W6D Notes (K1KI + K3UA)
by Tom Frenaye, K1KI

YCCC Scuttlebutt #124, August 1996

Each station was set up with a VCR to record the entire contest. WRTC teams were allowed to note any "problem" QSOs during the contest and could correct them during a ten minute period after the contest. If you ran into a problem QSO that was not noted during the contest, it could not be corrected afterwards. In any case, after ten minutes the log had to be given to the judge.

The WRTC log checking team (N6AA and some others) used the 54 WRTC logs, plus 20+ logs from IARU competitors to crunch through the competition logs.

The log comparisons generally turned up two kinds of problems by finding "unique" QSOs (those worked by only one station). The first is where a callsign was copied incorrectly (we had our share). This is where, for example, 25 people worked WA1ABC and one station worked WA1ABD. The second is where a callsign may be OK but no one else worked it, and no others are similar (like our QSO with IK0HBN). Not all of these uniques were deleted from logs - the judges made the final decisions.

The top ten logs were put through extra scrutiny to make sure the final order was accurate. Our unique rate of 1.6% represents about 35 calls out of the 2173 claimed (i.e. 2138 were matched with other logs!). Correctly copying 10 more QSOs would have meant a swing of about 10K points - enough to move up one spot!

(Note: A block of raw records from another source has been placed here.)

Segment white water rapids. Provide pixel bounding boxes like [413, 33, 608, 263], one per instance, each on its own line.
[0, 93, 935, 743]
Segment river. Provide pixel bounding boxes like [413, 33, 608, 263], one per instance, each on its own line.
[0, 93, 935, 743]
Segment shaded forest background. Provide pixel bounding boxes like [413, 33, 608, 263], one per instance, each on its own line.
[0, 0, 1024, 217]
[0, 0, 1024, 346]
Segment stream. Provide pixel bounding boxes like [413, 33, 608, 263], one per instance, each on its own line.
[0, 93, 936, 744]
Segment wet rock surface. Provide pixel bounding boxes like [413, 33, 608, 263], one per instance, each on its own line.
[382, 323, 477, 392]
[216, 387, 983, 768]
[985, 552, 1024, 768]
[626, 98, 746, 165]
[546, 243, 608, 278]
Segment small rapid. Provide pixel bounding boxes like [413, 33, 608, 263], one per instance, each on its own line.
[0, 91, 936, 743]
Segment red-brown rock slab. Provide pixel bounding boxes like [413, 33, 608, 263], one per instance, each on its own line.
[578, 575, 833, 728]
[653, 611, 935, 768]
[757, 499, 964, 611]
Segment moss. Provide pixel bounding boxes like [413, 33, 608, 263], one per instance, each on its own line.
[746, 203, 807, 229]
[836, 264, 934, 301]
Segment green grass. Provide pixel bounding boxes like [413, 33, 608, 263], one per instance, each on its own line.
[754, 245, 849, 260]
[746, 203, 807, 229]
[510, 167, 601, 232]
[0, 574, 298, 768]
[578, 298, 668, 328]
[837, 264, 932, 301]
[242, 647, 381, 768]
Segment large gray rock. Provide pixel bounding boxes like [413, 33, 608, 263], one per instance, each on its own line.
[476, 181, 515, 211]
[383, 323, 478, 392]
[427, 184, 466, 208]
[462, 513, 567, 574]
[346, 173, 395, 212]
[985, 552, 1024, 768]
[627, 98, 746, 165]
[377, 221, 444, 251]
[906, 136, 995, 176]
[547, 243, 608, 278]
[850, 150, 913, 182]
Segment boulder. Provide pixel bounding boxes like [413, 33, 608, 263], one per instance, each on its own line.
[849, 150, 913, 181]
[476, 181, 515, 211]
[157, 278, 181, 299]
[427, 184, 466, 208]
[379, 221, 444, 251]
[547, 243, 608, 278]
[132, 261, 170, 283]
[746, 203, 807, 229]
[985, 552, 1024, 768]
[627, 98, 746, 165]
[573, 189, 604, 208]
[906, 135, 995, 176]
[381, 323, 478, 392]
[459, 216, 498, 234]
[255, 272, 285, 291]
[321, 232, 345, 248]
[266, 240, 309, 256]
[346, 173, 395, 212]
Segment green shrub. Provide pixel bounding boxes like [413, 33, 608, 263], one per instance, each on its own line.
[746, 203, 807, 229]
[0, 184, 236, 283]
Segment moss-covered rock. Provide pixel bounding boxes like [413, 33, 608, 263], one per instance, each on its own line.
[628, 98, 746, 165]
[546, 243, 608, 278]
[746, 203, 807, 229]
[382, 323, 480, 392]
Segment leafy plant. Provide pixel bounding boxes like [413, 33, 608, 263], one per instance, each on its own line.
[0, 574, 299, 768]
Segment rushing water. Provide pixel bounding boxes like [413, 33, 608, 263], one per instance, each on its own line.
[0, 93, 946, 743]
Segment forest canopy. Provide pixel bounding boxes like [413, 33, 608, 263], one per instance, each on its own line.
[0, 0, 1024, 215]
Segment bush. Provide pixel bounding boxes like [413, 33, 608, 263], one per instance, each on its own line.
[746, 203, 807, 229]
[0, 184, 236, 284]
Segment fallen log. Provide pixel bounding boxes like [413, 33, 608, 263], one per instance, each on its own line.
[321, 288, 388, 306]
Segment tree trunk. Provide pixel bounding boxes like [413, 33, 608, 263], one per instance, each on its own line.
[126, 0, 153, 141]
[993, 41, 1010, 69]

N6AA has a summary sheet for each WRTC entry showing what the unique checking found and which QSOs were deleted. He said it will be available to team leaders, along with the tapes from the VCR. I'm not sure what the arrangements are for getting them for those who didn't get the word in SF (Our tapes have good audio).

I had a brief look at the sheet for our W6D entry and noticed a few things about the log. We logged AI7AO which probably should have been KI7AO, W7OM in zone 6 instead of 8, VE6RAC instead of RWC. The last two were in our notes for post contest checking. We had them right and corrected them the wrong way...(ugh!).

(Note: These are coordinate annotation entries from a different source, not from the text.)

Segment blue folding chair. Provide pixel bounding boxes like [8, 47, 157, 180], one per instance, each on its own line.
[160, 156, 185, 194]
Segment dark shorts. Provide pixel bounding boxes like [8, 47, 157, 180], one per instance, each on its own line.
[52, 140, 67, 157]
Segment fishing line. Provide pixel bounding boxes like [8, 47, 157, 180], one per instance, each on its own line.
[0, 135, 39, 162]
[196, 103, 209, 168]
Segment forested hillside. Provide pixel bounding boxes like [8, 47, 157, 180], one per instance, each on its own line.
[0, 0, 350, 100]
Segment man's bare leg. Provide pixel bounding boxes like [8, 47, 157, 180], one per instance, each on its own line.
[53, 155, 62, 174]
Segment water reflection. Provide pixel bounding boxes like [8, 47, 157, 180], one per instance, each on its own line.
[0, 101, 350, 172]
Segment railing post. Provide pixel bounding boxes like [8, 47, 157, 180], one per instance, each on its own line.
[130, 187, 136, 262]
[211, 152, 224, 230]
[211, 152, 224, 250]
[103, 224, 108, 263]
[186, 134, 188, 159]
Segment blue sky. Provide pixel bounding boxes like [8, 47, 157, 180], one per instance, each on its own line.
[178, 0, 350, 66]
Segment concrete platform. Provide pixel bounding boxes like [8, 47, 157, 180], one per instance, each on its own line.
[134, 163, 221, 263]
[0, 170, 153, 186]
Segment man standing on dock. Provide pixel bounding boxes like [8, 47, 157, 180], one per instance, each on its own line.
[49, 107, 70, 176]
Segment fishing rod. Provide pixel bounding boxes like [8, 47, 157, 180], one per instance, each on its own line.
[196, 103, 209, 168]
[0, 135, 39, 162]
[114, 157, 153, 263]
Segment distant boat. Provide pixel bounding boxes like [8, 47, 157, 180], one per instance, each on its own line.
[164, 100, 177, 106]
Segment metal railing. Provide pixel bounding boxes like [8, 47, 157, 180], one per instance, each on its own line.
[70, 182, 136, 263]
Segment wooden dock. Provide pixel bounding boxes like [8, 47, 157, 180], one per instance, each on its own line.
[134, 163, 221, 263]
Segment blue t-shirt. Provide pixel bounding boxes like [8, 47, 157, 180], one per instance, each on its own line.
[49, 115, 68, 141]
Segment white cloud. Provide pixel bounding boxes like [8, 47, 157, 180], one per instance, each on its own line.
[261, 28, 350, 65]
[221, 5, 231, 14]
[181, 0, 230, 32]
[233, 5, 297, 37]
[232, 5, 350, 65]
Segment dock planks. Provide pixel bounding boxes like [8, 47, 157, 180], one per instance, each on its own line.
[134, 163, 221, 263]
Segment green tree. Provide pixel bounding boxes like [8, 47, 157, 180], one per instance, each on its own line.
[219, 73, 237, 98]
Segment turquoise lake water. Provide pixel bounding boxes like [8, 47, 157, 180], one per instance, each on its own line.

Because computer controlled band changing with CT/NA/TR software was not permitted, we had trouble getting it right every time we QSYed (or changed modes). I heard that many (most?) stations lost a few QSOs because cross checking didn't find calls on the right band or mode. I noticed that our last QSO (C21NJ with 15 seconds to go) was logged on 40 meters instead of 20 meters but I don't think it was deleted as a unique.

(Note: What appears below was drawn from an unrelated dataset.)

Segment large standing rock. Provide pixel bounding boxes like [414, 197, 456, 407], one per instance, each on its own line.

Two multipliers were deleted (IK0HBN on 20m and LU3AVA on 10m) because they didn't show up in other logs. I assume the three busted QSOs we made during the contest and filled in with W6D were also deleted.

From what I know about ARRL and CQ log checking, actually deleting unique QSOs without verification is not done - but, a high unique rate is a good indicator that there may be problems to check into. Plans for handling unique QSOs differently by WRTC log checkers was communicated to all teams beforehand.

The log checkers spent even longer than the competitors doing the post-contest work! Everyone seemed very satisified with the care taken to make the results accurate.

Station location: We were at the Palo Alto ARC field day site (W6OTX). This was located in East Palo Alto (drive through a very, very bad neighborhood, then an industrial park, past a really big electric power distribution plant, then a bike path/nature preserve, then to a flat spot next to a boat yard along the bay). This was noted as a "class B" location on the site survey (is that worse than class A?). The nearby salt water should have been a big plus, the tribander a bit worse than TH6/TH7's used elsewhere, the power distribution plant QRN was a minor negative, and the two runs 200' of coax to the antennas appeared to be older than any I own (15 years+?). Most people were hosted in "real" houses, we had a 25+ year old trailer (K3UA sez it was like N2RM's QTH). A special treat was the ants - a scrap of food was surrounded and carried away within minutes. Raid was applied liberally - ants were not a long term problem.

Other: We expected a lot more search and pounce operating but this was really a contest for those who could run, run, run (and hunt multipliers). During the contest it seemed like we were doing as well as anyone else but we came up a bit short in QSOs - mostly on 20m. Though the multiplier total was excellent, at least 20 more were heard and not worked. We had five or six 5-minute periods calling multipliers that got away, and several others that finally snagged one. It was tough with 100 watts at times!

For all WRTC teams, the second radio was only for receiving, no transmitting, and it was quite a challenge to use it with 40m dipoles usually just a few feet from the tribander! Only a few teams had equipment problems from what I heard, though sev-eral did experience significant powerline noise. One team had computer and VCR problems so their totals were not complete.

Overall, I agree with those that say the playing field was pretty even - it would have been impossible to do much better. I think it does show several areas where people might make improve-ments to "modest" stations to gain advantage - use a longer boom tribander like a TH7 instead of a short boom TA-33, work to eliminate powerline noise, don't move into a house up against a hill, and pay attention to the quality of coax and connectors.

The WRTC contest was really a lot fun - but the real fun was meeting so many other contesters and having a chance to spend some time getting to know them. The organizers really put on a first class event that will be hard to top in the future!